相分离,DUX,全能性,三维基因组,长程染色质互作

The totipotency program requires extensive epigenetic reprogramming; however, the spatiotemporal regulation of this process by master regulators remains poorly understood. In this study, we demonstrate that DUX, a pivotal transcription factor initiating totipotency, forms nuclear condensates through its intrinsically disordered region. These condensates function as molecular hubs that selectively recruit the zinc-finger protein ZFP352 in the absence of direct physical interaction, thereby activating endogenous retroviruses and 2-cell (2C)-specific genes. Disruption of this co-condensation-achieved via a point mutation in DUX or knockout of Zfp352-abrogates the transition from pluripotency to totipotency.
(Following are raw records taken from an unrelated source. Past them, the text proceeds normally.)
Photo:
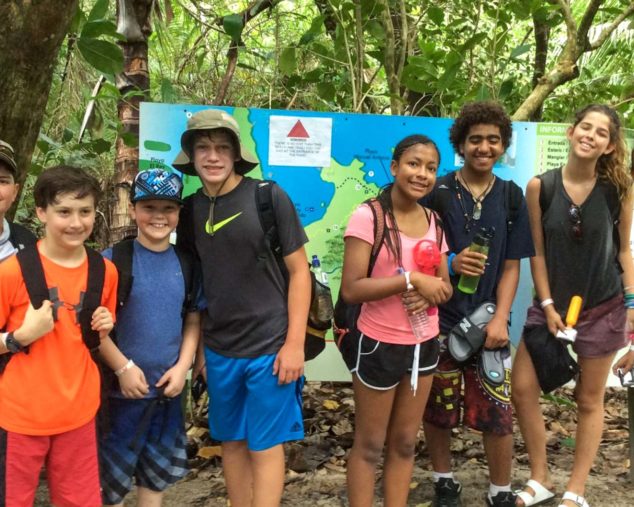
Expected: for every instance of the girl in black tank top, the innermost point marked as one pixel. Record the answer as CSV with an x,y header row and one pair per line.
x,y
580,219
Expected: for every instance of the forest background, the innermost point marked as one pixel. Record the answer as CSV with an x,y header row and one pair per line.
x,y
74,72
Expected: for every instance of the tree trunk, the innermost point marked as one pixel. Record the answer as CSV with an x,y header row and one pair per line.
x,y
29,46
134,22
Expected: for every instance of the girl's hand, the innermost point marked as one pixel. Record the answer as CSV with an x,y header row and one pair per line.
x,y
553,320
469,263
434,289
414,302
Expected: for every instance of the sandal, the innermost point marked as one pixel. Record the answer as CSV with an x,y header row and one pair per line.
x,y
541,496
574,498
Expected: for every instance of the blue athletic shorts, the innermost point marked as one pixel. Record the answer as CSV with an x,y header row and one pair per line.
x,y
246,402
146,442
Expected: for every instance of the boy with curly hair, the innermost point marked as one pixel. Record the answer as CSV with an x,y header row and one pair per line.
x,y
477,199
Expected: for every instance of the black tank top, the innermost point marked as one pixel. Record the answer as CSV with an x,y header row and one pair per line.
x,y
586,266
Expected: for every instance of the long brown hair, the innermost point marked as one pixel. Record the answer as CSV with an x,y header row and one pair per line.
x,y
611,166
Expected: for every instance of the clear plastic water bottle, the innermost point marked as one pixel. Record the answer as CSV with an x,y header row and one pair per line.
x,y
320,275
419,321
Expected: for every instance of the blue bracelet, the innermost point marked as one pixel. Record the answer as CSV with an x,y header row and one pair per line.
x,y
449,261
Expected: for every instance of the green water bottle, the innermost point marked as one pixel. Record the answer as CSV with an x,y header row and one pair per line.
x,y
480,244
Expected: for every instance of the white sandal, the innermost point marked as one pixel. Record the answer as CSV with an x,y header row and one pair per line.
x,y
541,496
574,498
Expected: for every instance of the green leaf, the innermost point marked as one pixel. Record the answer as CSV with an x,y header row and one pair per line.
x,y
104,56
326,91
233,25
436,14
506,88
520,50
288,61
99,10
95,29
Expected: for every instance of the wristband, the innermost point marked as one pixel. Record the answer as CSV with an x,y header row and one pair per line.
x,y
409,285
124,368
450,258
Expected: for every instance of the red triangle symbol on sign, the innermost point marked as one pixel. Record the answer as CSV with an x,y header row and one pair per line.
x,y
298,130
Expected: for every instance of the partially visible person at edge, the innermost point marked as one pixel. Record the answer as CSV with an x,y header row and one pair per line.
x,y
576,255
392,368
13,237
157,338
50,392
476,199
255,323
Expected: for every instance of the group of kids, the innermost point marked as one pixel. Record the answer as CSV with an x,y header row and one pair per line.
x,y
252,312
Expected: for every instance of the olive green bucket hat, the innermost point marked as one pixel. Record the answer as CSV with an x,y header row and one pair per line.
x,y
212,119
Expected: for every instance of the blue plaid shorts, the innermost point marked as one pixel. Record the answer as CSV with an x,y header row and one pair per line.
x,y
147,442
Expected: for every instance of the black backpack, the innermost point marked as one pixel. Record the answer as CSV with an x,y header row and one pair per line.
x,y
447,187
20,237
122,254
35,282
321,308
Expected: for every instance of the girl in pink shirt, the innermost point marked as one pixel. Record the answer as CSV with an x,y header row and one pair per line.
x,y
391,366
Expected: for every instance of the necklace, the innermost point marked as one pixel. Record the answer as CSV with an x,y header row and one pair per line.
x,y
477,201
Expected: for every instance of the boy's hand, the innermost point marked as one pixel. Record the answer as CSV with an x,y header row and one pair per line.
x,y
497,333
133,384
173,381
102,321
36,323
289,363
469,263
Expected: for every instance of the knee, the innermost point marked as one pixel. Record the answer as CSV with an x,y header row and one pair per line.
x,y
402,447
368,450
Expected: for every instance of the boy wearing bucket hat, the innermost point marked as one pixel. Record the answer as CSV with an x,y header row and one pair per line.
x,y
254,326
13,237
156,338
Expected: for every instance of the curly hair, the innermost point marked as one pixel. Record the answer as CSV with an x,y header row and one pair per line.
x,y
480,113
611,166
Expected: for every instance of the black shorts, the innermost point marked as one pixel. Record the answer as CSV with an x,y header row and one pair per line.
x,y
382,365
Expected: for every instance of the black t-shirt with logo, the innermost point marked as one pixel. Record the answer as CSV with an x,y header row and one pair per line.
x,y
246,293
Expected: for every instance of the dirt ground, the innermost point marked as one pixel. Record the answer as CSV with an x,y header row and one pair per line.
x,y
316,475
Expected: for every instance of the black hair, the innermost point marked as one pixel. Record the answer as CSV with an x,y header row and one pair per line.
x,y
64,179
392,238
480,113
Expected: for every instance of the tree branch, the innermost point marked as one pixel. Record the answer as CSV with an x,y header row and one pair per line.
x,y
605,33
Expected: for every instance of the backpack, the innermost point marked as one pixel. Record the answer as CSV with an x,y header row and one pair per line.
x,y
513,198
547,192
35,282
20,236
321,309
347,314
122,254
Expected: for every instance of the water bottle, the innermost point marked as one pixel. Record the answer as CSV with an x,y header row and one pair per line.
x,y
419,321
320,275
480,244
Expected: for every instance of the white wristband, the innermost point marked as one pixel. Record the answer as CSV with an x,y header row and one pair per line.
x,y
408,284
124,368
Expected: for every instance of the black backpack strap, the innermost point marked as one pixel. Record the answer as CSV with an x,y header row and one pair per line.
x,y
20,237
91,299
547,191
122,254
266,213
513,197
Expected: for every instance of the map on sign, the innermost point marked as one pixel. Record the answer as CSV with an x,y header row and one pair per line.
x,y
328,163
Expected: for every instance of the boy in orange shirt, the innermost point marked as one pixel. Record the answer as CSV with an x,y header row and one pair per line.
x,y
50,391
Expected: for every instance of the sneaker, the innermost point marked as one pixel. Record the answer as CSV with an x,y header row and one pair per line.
x,y
502,499
447,493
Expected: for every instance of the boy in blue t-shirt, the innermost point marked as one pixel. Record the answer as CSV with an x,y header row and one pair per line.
x,y
147,439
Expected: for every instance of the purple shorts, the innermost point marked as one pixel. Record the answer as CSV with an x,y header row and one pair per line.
x,y
600,330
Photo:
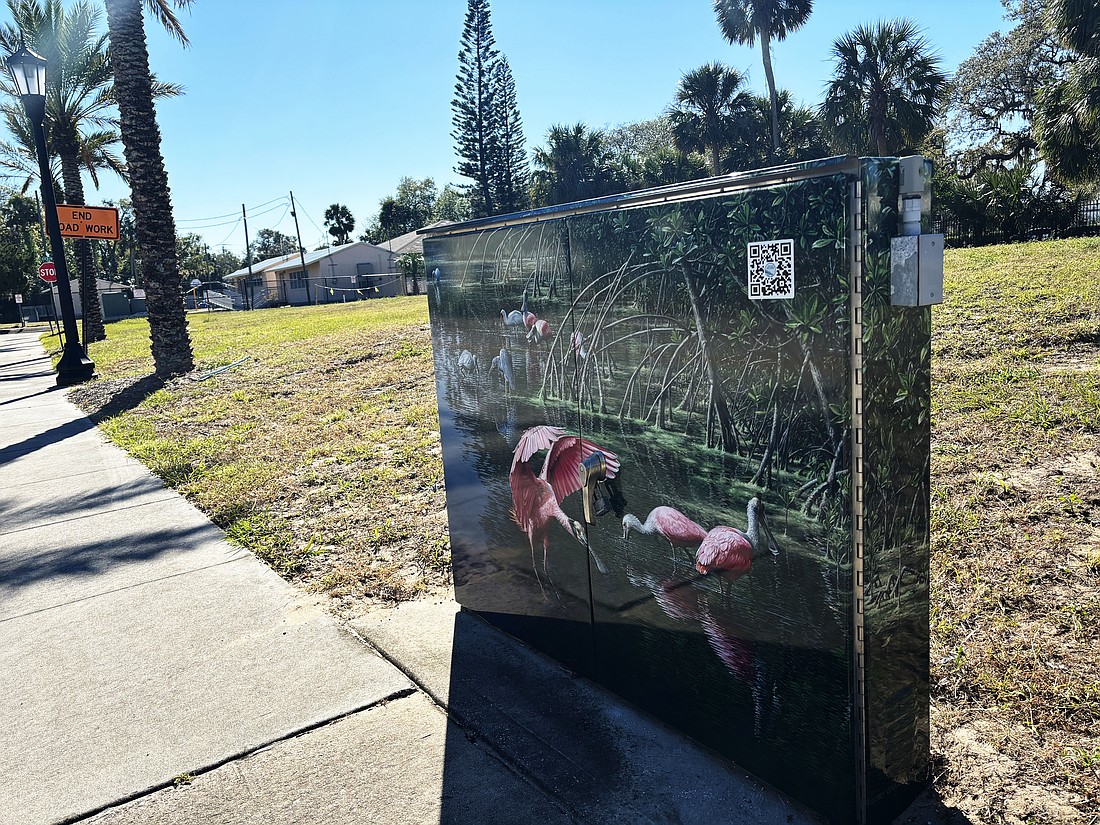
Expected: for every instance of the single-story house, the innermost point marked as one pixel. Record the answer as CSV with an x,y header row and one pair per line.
x,y
265,288
410,243
337,274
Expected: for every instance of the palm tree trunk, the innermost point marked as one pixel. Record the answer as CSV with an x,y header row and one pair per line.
x,y
766,50
90,307
149,183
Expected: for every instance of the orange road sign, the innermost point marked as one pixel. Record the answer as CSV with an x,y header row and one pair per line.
x,y
96,223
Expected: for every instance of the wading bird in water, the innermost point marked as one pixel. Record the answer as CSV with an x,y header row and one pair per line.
x,y
539,330
468,362
729,550
503,362
670,523
536,499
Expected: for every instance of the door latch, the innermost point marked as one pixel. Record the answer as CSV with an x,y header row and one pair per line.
x,y
593,473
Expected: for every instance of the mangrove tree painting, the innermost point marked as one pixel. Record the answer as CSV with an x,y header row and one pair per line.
x,y
681,373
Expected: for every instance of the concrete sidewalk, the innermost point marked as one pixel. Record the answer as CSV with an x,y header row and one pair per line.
x,y
152,672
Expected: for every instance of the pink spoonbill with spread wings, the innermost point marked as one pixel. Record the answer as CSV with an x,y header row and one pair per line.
x,y
537,499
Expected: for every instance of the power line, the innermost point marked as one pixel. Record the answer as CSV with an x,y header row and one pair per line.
x,y
282,198
311,220
235,224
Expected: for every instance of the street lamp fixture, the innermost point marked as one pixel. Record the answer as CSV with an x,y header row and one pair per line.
x,y
29,72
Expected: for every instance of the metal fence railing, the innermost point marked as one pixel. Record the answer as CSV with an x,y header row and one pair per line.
x,y
981,230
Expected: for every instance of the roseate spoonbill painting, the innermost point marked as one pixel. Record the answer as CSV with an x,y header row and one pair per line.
x,y
729,550
537,499
668,521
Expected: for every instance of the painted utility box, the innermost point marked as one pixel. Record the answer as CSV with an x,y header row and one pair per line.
x,y
685,443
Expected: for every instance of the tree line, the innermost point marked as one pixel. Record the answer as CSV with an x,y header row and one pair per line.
x,y
1023,112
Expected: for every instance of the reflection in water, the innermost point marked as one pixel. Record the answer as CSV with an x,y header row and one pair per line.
x,y
681,601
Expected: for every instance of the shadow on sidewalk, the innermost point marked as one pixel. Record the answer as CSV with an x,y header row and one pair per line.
x,y
95,558
32,395
22,513
519,706
53,436
106,398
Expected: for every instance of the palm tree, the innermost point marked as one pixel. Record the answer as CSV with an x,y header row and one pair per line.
x,y
78,97
801,134
1067,123
340,222
884,90
712,108
149,182
743,21
575,165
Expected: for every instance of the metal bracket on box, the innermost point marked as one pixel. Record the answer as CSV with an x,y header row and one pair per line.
x,y
916,260
916,271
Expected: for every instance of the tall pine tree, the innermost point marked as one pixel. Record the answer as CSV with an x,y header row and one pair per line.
x,y
509,162
473,106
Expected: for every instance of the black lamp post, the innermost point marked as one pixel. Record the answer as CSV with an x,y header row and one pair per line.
x,y
29,70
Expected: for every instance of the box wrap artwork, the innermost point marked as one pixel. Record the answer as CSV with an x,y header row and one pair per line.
x,y
722,363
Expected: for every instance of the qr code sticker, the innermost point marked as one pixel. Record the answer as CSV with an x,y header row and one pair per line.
x,y
771,270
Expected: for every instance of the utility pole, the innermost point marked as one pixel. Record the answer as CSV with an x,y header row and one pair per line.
x,y
301,250
248,253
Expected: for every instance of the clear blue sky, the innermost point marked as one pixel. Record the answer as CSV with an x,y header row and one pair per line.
x,y
339,99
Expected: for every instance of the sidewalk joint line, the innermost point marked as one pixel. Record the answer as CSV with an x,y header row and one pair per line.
x,y
195,772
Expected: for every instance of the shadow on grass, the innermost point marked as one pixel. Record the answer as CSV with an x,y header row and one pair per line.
x,y
103,399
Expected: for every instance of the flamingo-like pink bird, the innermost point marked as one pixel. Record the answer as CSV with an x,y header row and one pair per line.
x,y
537,499
670,523
729,550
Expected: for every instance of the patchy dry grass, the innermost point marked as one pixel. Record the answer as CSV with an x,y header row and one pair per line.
x,y
320,453
1015,534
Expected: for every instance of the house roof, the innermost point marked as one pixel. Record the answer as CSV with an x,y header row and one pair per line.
x,y
410,241
312,257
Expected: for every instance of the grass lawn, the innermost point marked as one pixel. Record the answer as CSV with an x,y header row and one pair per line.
x,y
321,454
1015,532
Mechanistically, DUX-ZFP352 condensates enhance chromatin accessibility and promote the formation of broad H3K4me3 domains at totipotency-associated genes. These broad domains participate in super-long-range chromatin interactions (SLRIs) with MERVL retrotransposons throughout the genome and are involved in the release of RNA polymerase II pausing, thereby promoting transcriptional activation. Notably, deletion of a single broad H3K4me3 domain is sufficient to disrupt SLRIs and impair totipotency. Our findings reveal a phase separation-mediated mechanism through which DUX and ZFP352 co-condensation reconfigure the three-dimensional epigenome to enable transcriptional activation essential for totipotent cell fate.